Shaking my head, I moved to place Chloe in the makeshift bassinet so I could finally get dressed. It was nearing eleven o'clock and my stomach was rebelling.

Moving to my claustrophobic inducing walk in closet with the burnt out light bulb I had planned on changing like a thousand times, I pulled out a pair of jeans, a white v-neck t-shirt with a little pocket on it before flicking a sandal out into the middle of the room with my big toe with the matching pair to follow.

Shucking my sleep shorts, I continued processing Kyle's words as I slipped into my favorite pair of weekender jeans.

Surface...project what we want others to see... stuck with a stereotype.

Pulling on the t-shirt, I tucked the bottom of it beneath the waistband of my jeans and zipped before buttoning.

Was he saying I wrongly judged him?

Tsh... as if. I'm not the type to judge people. In fact, it's other people who misjudge me! Stupid jock!

I froze. I blinked a few times as the impact of my words slapped me hard across my conscience.

Letting out a sigh of defeat, I crossed my legs and bent my knees in a crisscross applesauce fashion. A loud popping sound filled the room as my butt connected with the floor. Placing my face in my hands, I rubbed until I felt my eyes and cheeks were going to slip off.

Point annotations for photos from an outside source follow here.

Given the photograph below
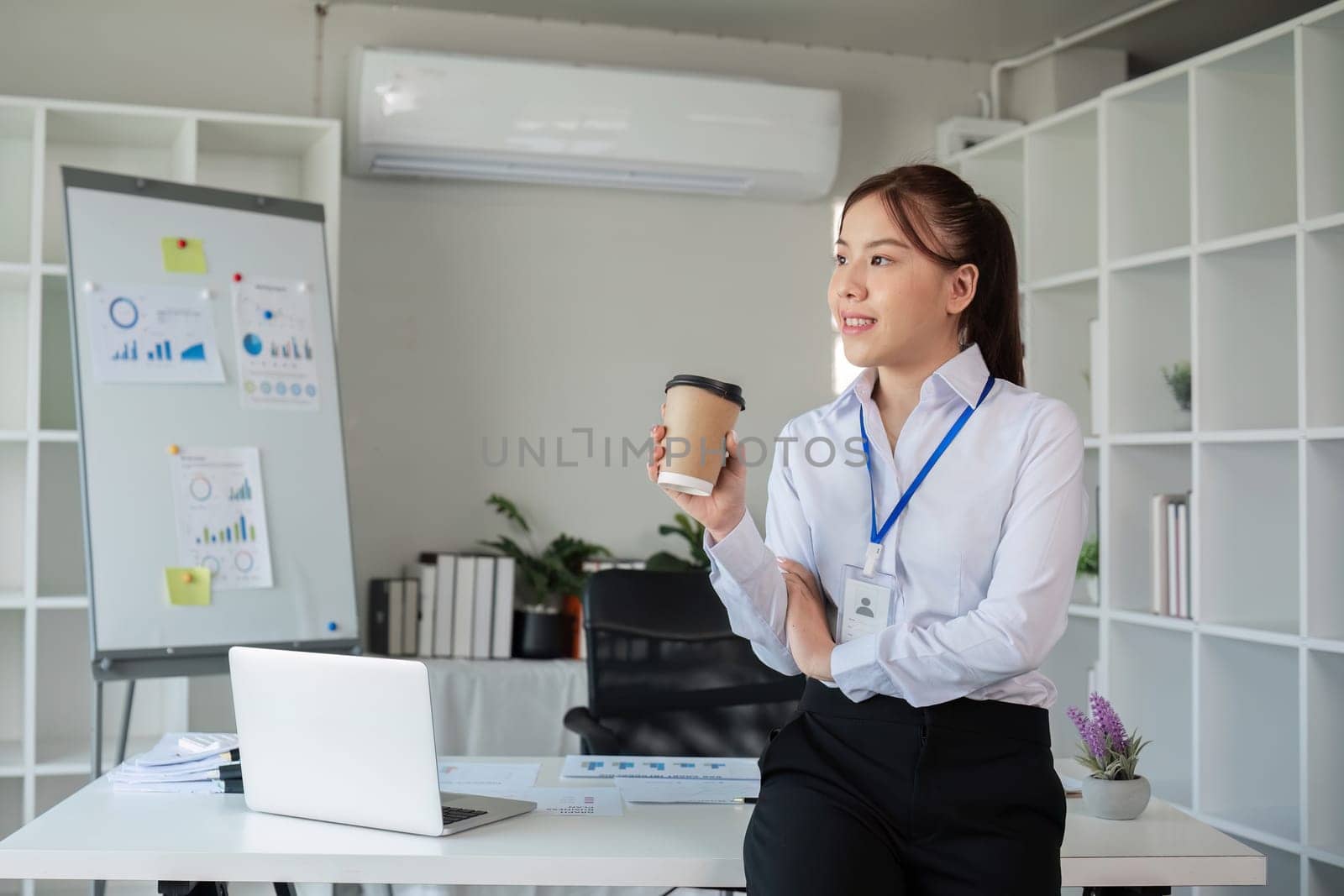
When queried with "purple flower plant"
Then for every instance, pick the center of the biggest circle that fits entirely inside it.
(1109, 752)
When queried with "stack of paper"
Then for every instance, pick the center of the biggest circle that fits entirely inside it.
(183, 763)
(672, 779)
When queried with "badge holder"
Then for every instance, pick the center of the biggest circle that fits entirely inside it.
(869, 600)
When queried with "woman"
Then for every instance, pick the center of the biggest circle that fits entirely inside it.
(920, 758)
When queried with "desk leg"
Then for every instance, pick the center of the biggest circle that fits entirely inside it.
(192, 888)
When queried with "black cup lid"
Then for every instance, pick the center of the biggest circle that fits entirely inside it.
(718, 387)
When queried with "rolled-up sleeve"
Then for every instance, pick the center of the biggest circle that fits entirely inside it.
(746, 577)
(1026, 607)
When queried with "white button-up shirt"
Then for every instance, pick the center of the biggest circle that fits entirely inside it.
(984, 555)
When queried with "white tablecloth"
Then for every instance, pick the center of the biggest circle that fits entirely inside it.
(506, 707)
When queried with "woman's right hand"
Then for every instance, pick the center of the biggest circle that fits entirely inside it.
(722, 510)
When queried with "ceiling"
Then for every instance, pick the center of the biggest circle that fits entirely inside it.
(974, 29)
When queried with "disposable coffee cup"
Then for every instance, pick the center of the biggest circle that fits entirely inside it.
(699, 416)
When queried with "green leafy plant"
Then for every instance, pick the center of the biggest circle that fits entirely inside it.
(1178, 380)
(1089, 558)
(549, 574)
(694, 535)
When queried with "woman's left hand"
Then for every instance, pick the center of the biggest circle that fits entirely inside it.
(806, 625)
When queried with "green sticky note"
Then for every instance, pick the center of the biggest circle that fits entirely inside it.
(188, 586)
(183, 255)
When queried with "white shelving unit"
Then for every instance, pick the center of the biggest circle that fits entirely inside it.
(1198, 212)
(45, 680)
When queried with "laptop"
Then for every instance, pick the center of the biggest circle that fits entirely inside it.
(347, 739)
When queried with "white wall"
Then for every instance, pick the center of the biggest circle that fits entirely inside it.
(475, 311)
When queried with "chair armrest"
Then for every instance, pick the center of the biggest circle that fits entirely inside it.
(597, 738)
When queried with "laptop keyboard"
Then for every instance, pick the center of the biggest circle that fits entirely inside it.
(454, 815)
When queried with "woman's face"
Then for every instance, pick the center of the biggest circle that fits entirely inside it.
(891, 302)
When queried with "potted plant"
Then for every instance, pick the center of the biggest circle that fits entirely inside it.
(1113, 789)
(542, 631)
(694, 535)
(1178, 380)
(1089, 569)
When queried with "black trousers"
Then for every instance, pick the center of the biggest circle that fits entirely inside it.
(880, 797)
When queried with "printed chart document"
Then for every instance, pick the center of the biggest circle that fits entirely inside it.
(273, 324)
(687, 790)
(152, 335)
(714, 768)
(222, 515)
(454, 775)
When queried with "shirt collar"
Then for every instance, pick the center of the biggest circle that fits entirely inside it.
(965, 374)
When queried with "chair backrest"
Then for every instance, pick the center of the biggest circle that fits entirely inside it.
(669, 676)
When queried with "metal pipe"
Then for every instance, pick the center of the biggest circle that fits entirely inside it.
(1061, 43)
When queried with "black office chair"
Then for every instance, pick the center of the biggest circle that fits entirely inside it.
(667, 676)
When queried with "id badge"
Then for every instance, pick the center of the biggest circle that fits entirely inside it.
(867, 604)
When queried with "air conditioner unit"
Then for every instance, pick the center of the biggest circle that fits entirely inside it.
(490, 118)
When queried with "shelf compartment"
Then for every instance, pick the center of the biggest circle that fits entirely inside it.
(1059, 362)
(1324, 318)
(13, 496)
(1062, 196)
(1148, 168)
(1245, 144)
(11, 819)
(1247, 535)
(1000, 175)
(57, 409)
(1324, 879)
(65, 700)
(1243, 718)
(1092, 479)
(265, 159)
(1324, 523)
(13, 349)
(1149, 329)
(1068, 667)
(1324, 734)
(1323, 116)
(60, 531)
(1247, 338)
(11, 691)
(141, 145)
(17, 141)
(1136, 474)
(1151, 674)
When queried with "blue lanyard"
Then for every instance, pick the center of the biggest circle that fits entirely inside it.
(878, 535)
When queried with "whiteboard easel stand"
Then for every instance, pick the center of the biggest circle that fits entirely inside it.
(168, 661)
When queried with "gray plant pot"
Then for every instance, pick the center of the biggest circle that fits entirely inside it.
(1117, 799)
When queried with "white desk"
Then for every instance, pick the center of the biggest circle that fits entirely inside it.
(100, 835)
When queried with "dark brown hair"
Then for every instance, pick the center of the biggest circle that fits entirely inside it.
(947, 221)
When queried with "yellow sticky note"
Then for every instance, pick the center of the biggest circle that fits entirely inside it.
(188, 586)
(183, 255)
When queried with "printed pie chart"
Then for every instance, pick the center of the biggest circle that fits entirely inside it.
(124, 312)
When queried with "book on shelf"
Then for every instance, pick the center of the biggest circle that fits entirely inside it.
(465, 606)
(393, 617)
(428, 584)
(1169, 553)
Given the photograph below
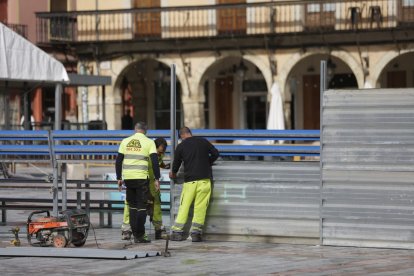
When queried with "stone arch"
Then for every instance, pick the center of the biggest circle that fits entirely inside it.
(376, 72)
(344, 56)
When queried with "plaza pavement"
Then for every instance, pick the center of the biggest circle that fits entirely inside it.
(206, 258)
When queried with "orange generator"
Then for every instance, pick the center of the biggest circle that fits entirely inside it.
(71, 227)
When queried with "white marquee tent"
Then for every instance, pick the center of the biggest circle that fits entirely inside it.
(20, 60)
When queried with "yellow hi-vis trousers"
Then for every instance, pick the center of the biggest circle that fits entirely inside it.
(198, 191)
(157, 215)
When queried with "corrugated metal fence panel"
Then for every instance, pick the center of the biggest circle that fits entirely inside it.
(272, 200)
(368, 168)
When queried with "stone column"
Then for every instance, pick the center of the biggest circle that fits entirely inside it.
(193, 110)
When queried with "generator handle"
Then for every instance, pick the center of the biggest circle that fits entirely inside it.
(29, 219)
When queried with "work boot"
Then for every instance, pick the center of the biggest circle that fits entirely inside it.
(160, 234)
(176, 236)
(143, 239)
(126, 235)
(126, 232)
(196, 237)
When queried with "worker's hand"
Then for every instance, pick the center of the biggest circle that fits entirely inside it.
(157, 185)
(120, 185)
(172, 175)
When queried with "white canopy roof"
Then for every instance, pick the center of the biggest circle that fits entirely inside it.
(20, 60)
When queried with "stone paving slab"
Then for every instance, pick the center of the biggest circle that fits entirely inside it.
(219, 258)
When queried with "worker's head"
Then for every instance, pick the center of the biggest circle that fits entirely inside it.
(161, 145)
(185, 133)
(141, 127)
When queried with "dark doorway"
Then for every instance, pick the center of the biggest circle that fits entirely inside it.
(224, 103)
(311, 102)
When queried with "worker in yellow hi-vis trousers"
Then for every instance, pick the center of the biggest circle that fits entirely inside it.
(198, 155)
(156, 212)
(132, 168)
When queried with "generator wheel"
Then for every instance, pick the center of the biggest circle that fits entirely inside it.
(59, 241)
(79, 243)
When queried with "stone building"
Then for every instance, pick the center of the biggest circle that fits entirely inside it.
(228, 54)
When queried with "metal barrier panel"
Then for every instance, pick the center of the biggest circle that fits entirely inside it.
(263, 201)
(367, 157)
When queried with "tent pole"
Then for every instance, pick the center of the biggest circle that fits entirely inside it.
(173, 137)
(26, 115)
(103, 108)
(58, 104)
(6, 107)
(58, 121)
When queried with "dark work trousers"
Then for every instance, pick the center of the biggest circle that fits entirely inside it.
(137, 198)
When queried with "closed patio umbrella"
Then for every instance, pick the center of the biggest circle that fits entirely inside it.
(276, 118)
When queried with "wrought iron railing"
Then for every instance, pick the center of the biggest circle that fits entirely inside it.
(279, 17)
(18, 28)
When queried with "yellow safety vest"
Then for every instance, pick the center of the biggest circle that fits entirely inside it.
(136, 150)
(151, 171)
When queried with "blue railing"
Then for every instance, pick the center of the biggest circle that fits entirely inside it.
(230, 142)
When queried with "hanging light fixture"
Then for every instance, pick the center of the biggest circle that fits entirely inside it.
(331, 66)
(242, 69)
(159, 71)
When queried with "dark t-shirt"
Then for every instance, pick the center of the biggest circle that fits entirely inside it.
(198, 155)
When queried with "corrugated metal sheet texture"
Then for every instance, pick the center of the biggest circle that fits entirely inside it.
(368, 168)
(272, 201)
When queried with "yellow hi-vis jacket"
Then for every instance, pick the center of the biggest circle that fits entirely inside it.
(136, 150)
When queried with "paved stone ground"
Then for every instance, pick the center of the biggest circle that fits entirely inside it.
(207, 258)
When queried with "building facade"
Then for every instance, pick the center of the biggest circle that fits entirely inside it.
(228, 55)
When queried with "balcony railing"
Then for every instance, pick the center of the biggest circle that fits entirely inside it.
(18, 28)
(281, 17)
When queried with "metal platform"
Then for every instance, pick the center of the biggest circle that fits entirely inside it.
(84, 253)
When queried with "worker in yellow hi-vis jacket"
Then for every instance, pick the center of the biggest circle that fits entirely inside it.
(155, 213)
(198, 155)
(132, 167)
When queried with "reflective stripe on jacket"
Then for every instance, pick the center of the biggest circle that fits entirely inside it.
(136, 150)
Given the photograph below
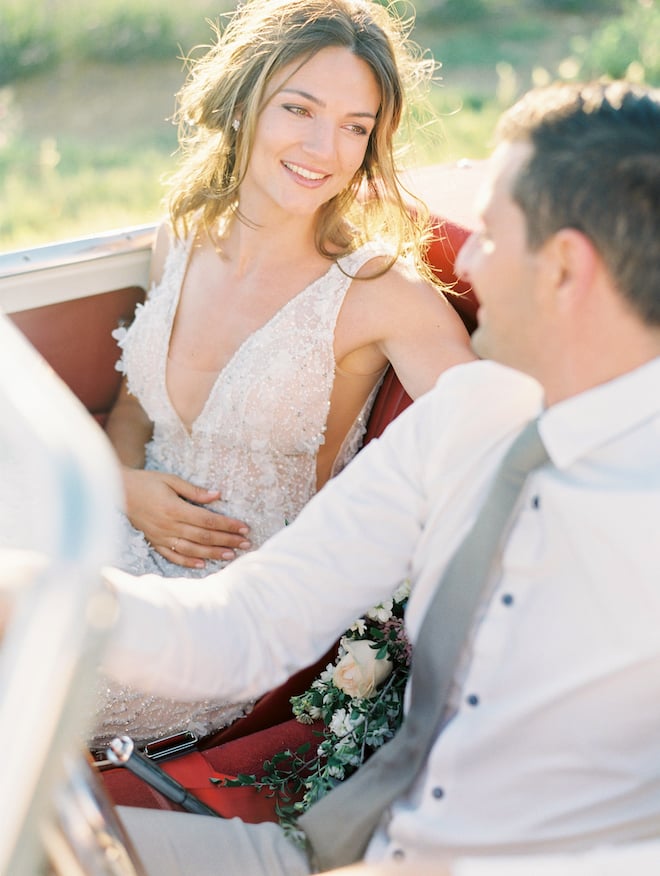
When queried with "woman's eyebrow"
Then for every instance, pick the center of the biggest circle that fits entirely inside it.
(322, 103)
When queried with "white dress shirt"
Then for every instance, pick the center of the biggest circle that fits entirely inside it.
(555, 740)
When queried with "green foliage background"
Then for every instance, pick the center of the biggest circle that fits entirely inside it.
(86, 91)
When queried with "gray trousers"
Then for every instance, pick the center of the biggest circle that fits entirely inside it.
(180, 844)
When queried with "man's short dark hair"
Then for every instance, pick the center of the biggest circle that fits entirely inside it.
(595, 167)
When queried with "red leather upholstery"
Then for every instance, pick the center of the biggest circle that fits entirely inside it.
(74, 338)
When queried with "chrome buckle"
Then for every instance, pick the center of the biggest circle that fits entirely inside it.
(169, 746)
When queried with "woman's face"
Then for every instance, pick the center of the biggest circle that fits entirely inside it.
(311, 136)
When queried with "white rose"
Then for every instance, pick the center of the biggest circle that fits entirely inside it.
(381, 612)
(359, 672)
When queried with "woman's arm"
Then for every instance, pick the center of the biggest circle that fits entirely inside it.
(400, 319)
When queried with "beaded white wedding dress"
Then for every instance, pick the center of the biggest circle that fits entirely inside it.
(256, 440)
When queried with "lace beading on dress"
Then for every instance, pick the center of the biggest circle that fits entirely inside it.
(256, 440)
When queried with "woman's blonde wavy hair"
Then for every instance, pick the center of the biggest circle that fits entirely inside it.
(231, 81)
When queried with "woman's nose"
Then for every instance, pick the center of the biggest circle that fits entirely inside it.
(321, 139)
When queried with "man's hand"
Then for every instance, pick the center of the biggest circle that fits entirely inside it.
(160, 505)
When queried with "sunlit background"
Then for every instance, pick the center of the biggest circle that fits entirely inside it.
(86, 91)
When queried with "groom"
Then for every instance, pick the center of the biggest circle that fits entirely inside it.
(546, 739)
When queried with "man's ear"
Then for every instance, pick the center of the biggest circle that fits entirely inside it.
(573, 262)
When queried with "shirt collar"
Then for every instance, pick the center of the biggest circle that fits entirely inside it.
(572, 428)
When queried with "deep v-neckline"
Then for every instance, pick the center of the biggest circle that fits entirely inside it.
(249, 340)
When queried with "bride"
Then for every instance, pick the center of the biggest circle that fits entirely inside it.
(279, 297)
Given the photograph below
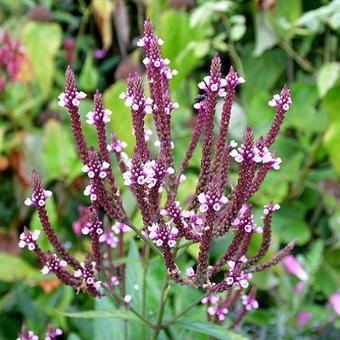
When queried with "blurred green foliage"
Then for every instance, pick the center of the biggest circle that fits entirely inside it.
(270, 42)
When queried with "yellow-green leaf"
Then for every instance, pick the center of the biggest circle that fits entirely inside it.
(42, 41)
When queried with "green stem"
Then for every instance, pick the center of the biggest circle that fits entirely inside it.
(185, 310)
(145, 239)
(231, 48)
(164, 296)
(134, 311)
(145, 273)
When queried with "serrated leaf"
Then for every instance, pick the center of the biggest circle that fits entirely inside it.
(105, 329)
(202, 14)
(58, 151)
(327, 77)
(14, 268)
(208, 328)
(42, 41)
(102, 314)
(89, 76)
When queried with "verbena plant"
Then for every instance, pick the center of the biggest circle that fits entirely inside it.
(214, 209)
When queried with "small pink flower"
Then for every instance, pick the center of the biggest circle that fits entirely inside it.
(304, 317)
(334, 301)
(295, 268)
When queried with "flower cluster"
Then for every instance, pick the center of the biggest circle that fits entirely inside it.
(246, 222)
(101, 117)
(208, 84)
(53, 265)
(281, 101)
(93, 227)
(116, 146)
(29, 239)
(72, 99)
(233, 79)
(236, 276)
(215, 307)
(137, 104)
(38, 198)
(96, 169)
(256, 155)
(161, 236)
(53, 333)
(87, 273)
(109, 238)
(249, 302)
(270, 208)
(149, 173)
(120, 227)
(204, 215)
(211, 201)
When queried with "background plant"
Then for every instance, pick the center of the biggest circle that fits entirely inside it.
(304, 38)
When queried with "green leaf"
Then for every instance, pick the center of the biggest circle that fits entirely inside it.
(266, 36)
(42, 41)
(331, 103)
(332, 142)
(184, 44)
(208, 328)
(305, 96)
(58, 154)
(289, 223)
(105, 329)
(290, 9)
(327, 77)
(102, 314)
(261, 73)
(201, 15)
(14, 268)
(89, 77)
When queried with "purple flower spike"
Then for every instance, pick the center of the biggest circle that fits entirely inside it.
(249, 302)
(87, 274)
(215, 207)
(233, 80)
(53, 333)
(26, 334)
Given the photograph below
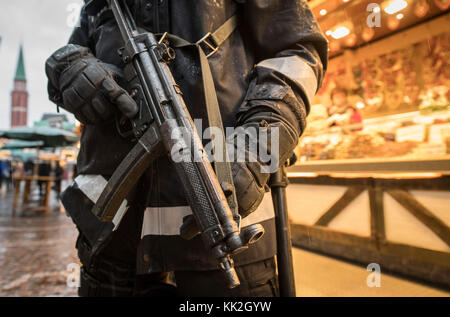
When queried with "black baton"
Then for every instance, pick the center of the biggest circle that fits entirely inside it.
(278, 184)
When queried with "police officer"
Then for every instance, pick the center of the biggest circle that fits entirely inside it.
(266, 70)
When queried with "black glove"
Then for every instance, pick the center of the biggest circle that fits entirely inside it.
(251, 177)
(86, 87)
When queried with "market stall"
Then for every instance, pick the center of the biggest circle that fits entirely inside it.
(375, 189)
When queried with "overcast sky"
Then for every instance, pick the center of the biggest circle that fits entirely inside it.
(42, 26)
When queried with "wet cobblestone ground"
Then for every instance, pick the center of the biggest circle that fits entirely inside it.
(35, 251)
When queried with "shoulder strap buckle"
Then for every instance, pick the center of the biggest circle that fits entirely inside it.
(209, 43)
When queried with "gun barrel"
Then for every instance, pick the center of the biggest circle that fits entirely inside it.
(219, 230)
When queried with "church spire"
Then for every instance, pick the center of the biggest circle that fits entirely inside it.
(20, 70)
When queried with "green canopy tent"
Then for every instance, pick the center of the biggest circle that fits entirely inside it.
(50, 137)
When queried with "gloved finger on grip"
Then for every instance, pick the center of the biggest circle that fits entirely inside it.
(119, 97)
(189, 229)
(102, 106)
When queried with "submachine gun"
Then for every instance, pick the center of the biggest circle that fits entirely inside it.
(162, 115)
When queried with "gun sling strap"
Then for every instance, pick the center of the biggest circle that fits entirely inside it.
(207, 47)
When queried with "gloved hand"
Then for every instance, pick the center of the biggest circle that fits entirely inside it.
(251, 174)
(263, 156)
(86, 87)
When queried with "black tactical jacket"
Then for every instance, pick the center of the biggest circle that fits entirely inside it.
(277, 53)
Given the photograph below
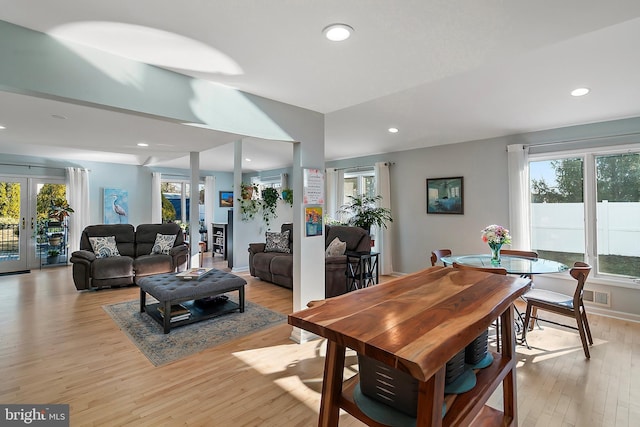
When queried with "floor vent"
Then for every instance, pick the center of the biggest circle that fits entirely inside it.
(597, 297)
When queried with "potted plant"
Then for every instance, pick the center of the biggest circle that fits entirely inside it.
(59, 209)
(53, 256)
(247, 190)
(269, 203)
(363, 211)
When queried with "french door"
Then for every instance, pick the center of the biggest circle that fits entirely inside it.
(23, 211)
(14, 226)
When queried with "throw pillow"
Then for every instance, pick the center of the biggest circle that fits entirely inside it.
(277, 242)
(104, 247)
(336, 248)
(163, 244)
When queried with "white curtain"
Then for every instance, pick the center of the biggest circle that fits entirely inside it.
(334, 192)
(156, 198)
(209, 205)
(519, 216)
(78, 197)
(384, 236)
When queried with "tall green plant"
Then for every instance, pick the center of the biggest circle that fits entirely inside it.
(363, 211)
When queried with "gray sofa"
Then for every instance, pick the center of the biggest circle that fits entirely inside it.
(276, 267)
(135, 259)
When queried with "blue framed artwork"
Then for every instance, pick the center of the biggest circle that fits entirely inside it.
(116, 206)
(445, 195)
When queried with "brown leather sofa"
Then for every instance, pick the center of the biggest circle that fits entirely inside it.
(135, 260)
(277, 267)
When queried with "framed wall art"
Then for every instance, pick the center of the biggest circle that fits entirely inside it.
(445, 195)
(226, 199)
(116, 206)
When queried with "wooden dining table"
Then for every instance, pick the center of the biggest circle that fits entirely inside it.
(416, 323)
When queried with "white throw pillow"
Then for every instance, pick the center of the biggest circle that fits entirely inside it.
(163, 244)
(104, 247)
(277, 242)
(336, 248)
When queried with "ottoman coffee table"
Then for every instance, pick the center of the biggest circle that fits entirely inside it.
(197, 296)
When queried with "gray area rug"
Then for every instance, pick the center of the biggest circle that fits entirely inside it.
(183, 341)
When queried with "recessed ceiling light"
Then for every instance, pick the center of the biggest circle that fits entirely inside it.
(337, 32)
(581, 91)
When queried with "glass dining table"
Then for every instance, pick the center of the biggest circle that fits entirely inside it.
(513, 264)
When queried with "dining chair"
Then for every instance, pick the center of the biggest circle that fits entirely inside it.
(565, 305)
(438, 254)
(494, 270)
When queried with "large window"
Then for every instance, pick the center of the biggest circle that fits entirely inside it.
(587, 208)
(359, 182)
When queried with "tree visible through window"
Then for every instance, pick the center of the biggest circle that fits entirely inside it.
(562, 224)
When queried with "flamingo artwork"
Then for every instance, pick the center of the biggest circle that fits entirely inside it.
(119, 210)
(115, 206)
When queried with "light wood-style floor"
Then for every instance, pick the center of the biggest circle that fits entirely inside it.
(58, 345)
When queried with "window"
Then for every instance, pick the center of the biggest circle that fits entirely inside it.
(587, 208)
(359, 182)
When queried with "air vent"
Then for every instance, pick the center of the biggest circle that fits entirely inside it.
(597, 297)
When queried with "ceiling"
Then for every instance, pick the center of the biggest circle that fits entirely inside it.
(441, 71)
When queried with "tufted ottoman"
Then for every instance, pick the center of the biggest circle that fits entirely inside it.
(194, 295)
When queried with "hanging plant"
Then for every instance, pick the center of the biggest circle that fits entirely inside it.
(287, 196)
(248, 208)
(270, 198)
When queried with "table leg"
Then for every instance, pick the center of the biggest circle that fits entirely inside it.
(431, 399)
(332, 385)
(167, 317)
(143, 300)
(509, 395)
(241, 298)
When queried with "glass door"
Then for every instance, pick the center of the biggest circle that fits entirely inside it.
(14, 226)
(50, 242)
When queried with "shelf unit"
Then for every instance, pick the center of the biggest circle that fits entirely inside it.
(55, 236)
(220, 239)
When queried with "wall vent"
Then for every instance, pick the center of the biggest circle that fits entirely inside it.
(597, 297)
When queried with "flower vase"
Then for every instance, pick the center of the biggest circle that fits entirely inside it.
(495, 253)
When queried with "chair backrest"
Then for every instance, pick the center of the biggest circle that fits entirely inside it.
(580, 271)
(516, 252)
(438, 254)
(494, 270)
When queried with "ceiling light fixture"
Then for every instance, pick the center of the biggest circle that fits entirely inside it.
(337, 32)
(581, 91)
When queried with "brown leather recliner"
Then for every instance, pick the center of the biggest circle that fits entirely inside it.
(277, 267)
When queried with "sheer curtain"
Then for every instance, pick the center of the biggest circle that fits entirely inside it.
(156, 198)
(78, 186)
(209, 204)
(384, 236)
(334, 192)
(519, 217)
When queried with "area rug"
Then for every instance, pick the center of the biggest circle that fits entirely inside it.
(160, 348)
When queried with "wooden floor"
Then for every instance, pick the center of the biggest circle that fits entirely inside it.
(58, 345)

When did I become that person? The person Kyle recognized in me so easily and I had been staring at her every day for nearly 18 years. Minus a few when I was a baby, but still. Less than twenty-four hours in his company and Kyle Warner had already called me out... to myself! Making me see the side of me that I knew was there but just ignored. The one who was never hurting anyone.

But you let your stereotypical judgments blind you to who Kyle Warner really is. Didn't he just say so? And you haven't exactly been a saint toward him because of that judgment.

How many more people have you been wrong about?

Dropping my hands to my knees, my back curved forward as I hunched over giving me a great view of the tops of my bare feet as I let go of a very aggravated huff. Wiggling my toes, I debated on whether or not to move from this spot. Facing Kyle with the whole ya got me feeling wasn't exactly on my checklist of things I was excited about doing today.

I could act indifferent, lie and say I didn't understand what he meant. But then that would make me look like an idiot. And for the most part, he did call me a nerd... so, he knows I'm smart... or at least, that's how I project myself.

I winced. It wasn't going to be easy changing my thought process. Kyle just looked like a jock, acted like a jock and so did his friends. Tricia Scott just looked like a bitch, acted like one and I bet that wasn't her just projecting what she wanted people to see. Something like that had to be a part of the genetic pool.

Argh! Stop it, Melody... Stop it!

Sighing, I rolled over onto my back, the rumbling in my tummy quickly winning over.